New statistics show employers are realizing what Uncle Sam has always known: U.S. veterans know how to get the job done.
The unemployment rate for all U.S. veterans of working age dropped to 3.6 percent in November, the lowest it has been since the federal government began tracking it. While officials say more needs to be done to help younger veterans, they are encouraged by a figure that compares to an overall jobless rate of 5.4 percent.
“Hiring a veteran can be one of the best decisions a company can make,” said Kevin Gardner, a spokesman for Walmart, which two years ago mounted a high-profile campaign to hire veterans. “They’re quick learners, team players, leaders with discipline, training and a passion for service. They help us to build a better business.”
“Hiring a veteran can be one of the best decisions a company can make.”
The rate was down from 3.9 percent for October and substantially lower than the 5.3 percent veteran unemployment figure for all of 2014.
The national Bureau of Labor Statistics began sorting the jobless stats for veterans in November 2006. A bureau spokesman said the numbers are positive, but added that veteran unemployment should be lower than overall unemployment.
“The issue is that veterans, overall, are older, and overall, older people have a lower unemployment rate,” said Gary Steinberg, of the Bureau of Labor Statistics. “Perhaps this is not a fair comparison.”
Susan Kelly, director of the Department of Defense Transition to Veterans Programs Office, which prepares service members for a successful transition to civilian life, said more must be done for post-9/11 veterans.
“Nineteen to 35-year-olds are a vulnerable population across the board -- veterans or nonveterans,” Kelly told FoxNews.com. “The economy is improving, and that’s certainly great news for the entire nation, but in reference to our veterans, there is a cumulative impact in corporate America and small businesses to hire veterans because it is not only the right thing to do, but it is also good for their bottom lines."
The Pentagon credited several organizations, including the Institute for Veterans and Military Families; Team Red, White and Blue; Team Rubicon; Blue Star Families; and the U.S. Chamber of Commerce’s Hiring Our Heroes program with helping to improve the job market for veterans.
Walmart, the nation’s largest employer by far, with 2.2 million workers, has pledged to hire 250,000 veterans by 2020. Through its foundation, the retailer has committed $20 million in grants to organizations that provide veteran job training, education, and community-based collaboration, according to Gardner.

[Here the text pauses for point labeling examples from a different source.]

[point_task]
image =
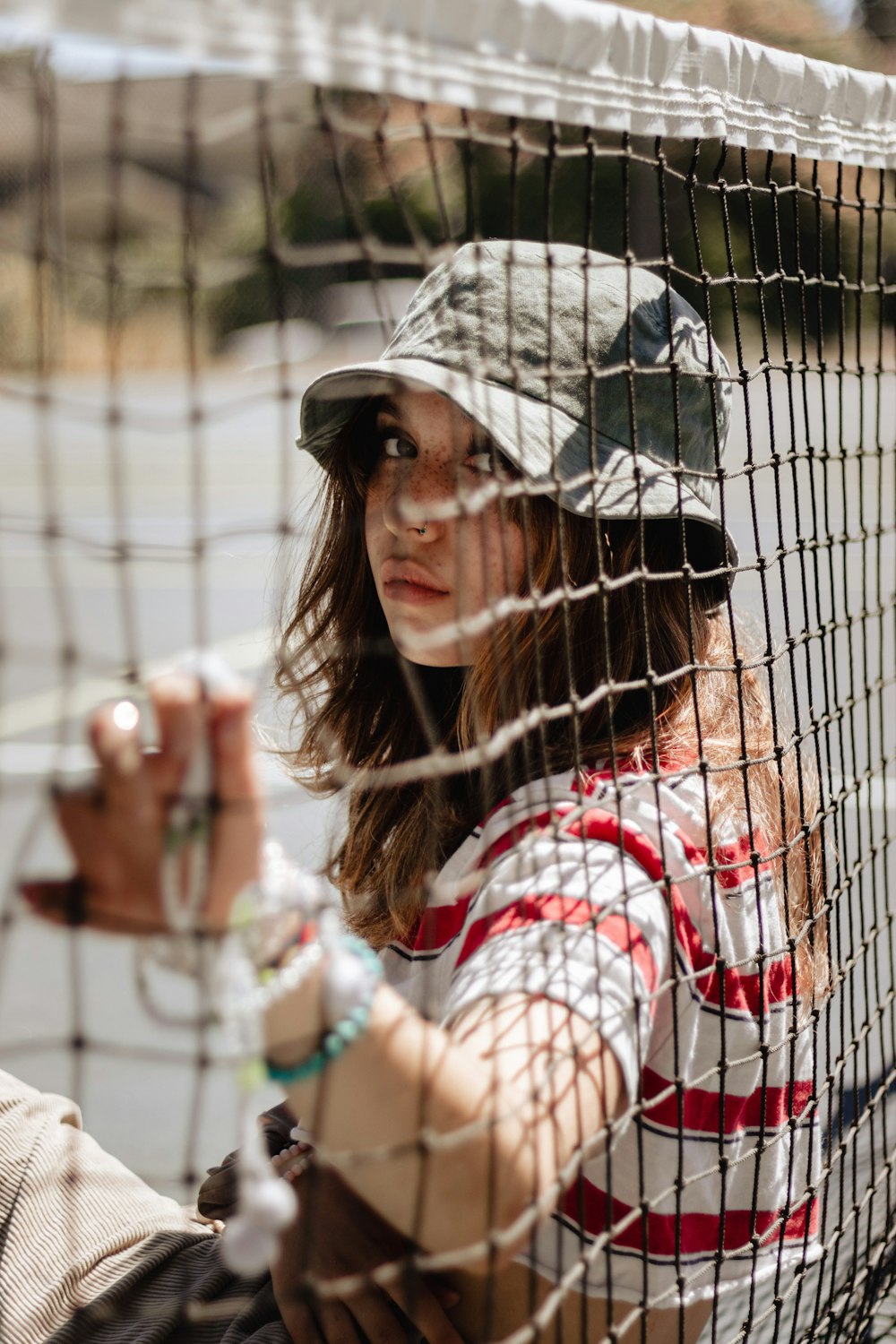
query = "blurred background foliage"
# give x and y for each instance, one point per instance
(125, 241)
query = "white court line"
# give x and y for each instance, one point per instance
(244, 652)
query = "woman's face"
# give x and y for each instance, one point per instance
(433, 570)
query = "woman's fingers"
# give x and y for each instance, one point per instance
(144, 827)
(424, 1309)
(179, 718)
(238, 820)
(376, 1319)
(124, 784)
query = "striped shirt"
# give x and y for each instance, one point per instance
(608, 892)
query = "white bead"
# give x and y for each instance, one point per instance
(347, 986)
(247, 1249)
(271, 1203)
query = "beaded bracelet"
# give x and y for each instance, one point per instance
(349, 983)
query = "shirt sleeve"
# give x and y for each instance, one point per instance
(575, 921)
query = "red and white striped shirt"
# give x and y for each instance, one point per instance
(613, 895)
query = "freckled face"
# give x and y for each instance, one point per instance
(426, 457)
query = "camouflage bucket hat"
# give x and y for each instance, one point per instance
(597, 381)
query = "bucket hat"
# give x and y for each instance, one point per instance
(594, 378)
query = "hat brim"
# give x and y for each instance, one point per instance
(587, 472)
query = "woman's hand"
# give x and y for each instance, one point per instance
(338, 1234)
(117, 828)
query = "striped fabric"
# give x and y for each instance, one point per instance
(608, 892)
(89, 1254)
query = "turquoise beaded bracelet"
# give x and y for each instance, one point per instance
(338, 1038)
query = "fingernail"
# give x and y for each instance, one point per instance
(125, 715)
(211, 671)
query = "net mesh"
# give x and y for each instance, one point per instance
(182, 258)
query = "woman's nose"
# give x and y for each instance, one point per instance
(410, 504)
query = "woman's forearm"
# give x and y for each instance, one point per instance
(430, 1133)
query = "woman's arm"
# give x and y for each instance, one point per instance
(449, 1134)
(458, 1137)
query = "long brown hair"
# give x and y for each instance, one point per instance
(626, 650)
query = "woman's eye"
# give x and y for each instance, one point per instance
(394, 445)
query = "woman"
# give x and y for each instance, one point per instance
(584, 1086)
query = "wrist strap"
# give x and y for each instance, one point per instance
(349, 995)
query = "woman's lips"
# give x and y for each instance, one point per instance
(409, 583)
(416, 594)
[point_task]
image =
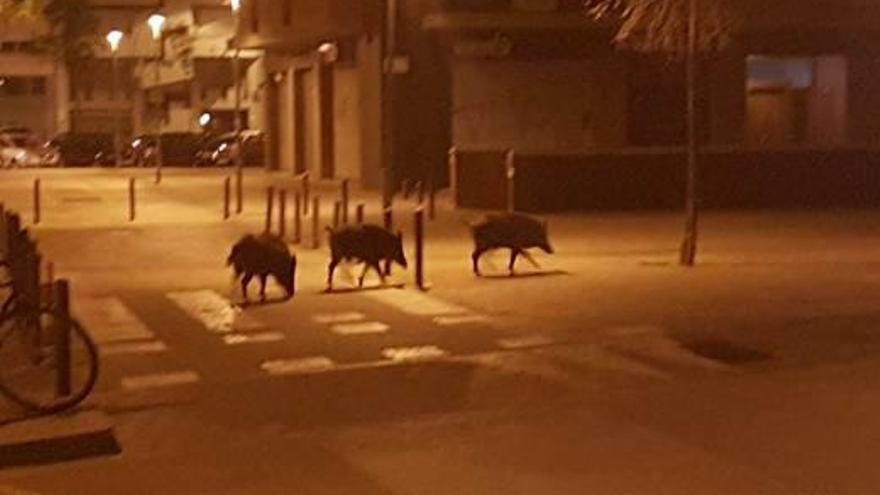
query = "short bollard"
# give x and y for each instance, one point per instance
(239, 193)
(227, 184)
(345, 199)
(420, 244)
(387, 218)
(359, 214)
(270, 202)
(432, 202)
(61, 297)
(282, 213)
(297, 217)
(36, 201)
(316, 221)
(131, 200)
(306, 195)
(337, 207)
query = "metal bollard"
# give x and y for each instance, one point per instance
(305, 188)
(36, 201)
(345, 199)
(432, 201)
(510, 166)
(61, 297)
(316, 220)
(239, 193)
(337, 207)
(270, 203)
(387, 218)
(297, 217)
(420, 245)
(226, 196)
(282, 213)
(131, 200)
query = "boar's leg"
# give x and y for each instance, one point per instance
(263, 278)
(475, 257)
(244, 283)
(330, 269)
(529, 257)
(514, 252)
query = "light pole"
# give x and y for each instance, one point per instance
(156, 21)
(114, 38)
(236, 11)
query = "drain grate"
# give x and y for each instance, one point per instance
(726, 352)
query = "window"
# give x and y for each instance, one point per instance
(255, 16)
(286, 12)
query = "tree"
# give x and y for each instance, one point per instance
(677, 29)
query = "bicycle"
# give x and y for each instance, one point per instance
(30, 358)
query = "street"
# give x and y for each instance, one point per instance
(609, 369)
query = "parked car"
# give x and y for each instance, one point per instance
(178, 148)
(220, 151)
(19, 147)
(75, 149)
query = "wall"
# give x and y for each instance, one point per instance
(548, 105)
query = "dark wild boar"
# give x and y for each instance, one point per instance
(369, 244)
(513, 231)
(261, 256)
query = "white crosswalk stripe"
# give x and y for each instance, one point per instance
(415, 353)
(215, 312)
(156, 380)
(133, 348)
(297, 365)
(361, 328)
(330, 318)
(252, 338)
(109, 320)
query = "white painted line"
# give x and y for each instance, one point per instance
(524, 342)
(215, 312)
(109, 320)
(417, 353)
(366, 327)
(298, 365)
(460, 319)
(133, 348)
(415, 303)
(159, 380)
(252, 338)
(331, 318)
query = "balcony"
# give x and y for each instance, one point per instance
(302, 24)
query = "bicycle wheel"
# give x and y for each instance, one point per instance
(29, 366)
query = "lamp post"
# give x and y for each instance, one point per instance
(235, 5)
(156, 22)
(114, 38)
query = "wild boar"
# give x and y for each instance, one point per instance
(369, 244)
(261, 256)
(513, 231)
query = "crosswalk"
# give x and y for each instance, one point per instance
(418, 332)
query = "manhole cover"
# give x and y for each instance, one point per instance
(81, 199)
(726, 352)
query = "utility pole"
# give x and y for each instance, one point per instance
(689, 244)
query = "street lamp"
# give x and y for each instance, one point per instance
(156, 22)
(235, 5)
(114, 38)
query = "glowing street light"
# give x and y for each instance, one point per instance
(114, 38)
(156, 22)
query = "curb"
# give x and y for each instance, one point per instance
(53, 439)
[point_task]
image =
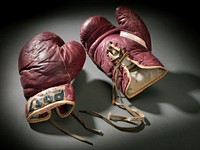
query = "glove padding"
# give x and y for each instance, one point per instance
(48, 67)
(124, 54)
(107, 45)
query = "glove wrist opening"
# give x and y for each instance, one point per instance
(38, 107)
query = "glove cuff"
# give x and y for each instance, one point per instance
(62, 98)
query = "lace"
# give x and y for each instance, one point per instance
(117, 55)
(77, 117)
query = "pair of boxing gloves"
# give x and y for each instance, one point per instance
(48, 65)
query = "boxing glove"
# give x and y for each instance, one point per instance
(123, 53)
(47, 67)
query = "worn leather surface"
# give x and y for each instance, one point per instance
(46, 61)
(96, 33)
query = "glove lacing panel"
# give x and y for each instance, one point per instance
(118, 55)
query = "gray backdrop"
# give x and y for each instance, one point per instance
(171, 105)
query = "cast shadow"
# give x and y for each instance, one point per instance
(94, 95)
(174, 89)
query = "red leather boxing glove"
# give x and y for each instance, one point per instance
(48, 66)
(123, 53)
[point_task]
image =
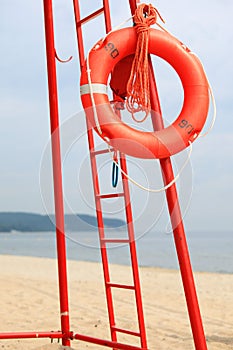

There are approximately 21 million veterans in the U.S., roughly half of whom are in the job market. The rest are either beyond working age or not currently seeking jobs.
“We are very heartened by the drop in the unemployment rate,” Kelly said. “We are grateful for hiring veterans and even more so, we’re eager that the skills you only learn in the Profession of Arms be applied to the national workforce.” We need as much help as we can get to get the word out to change the perception of our veterans.”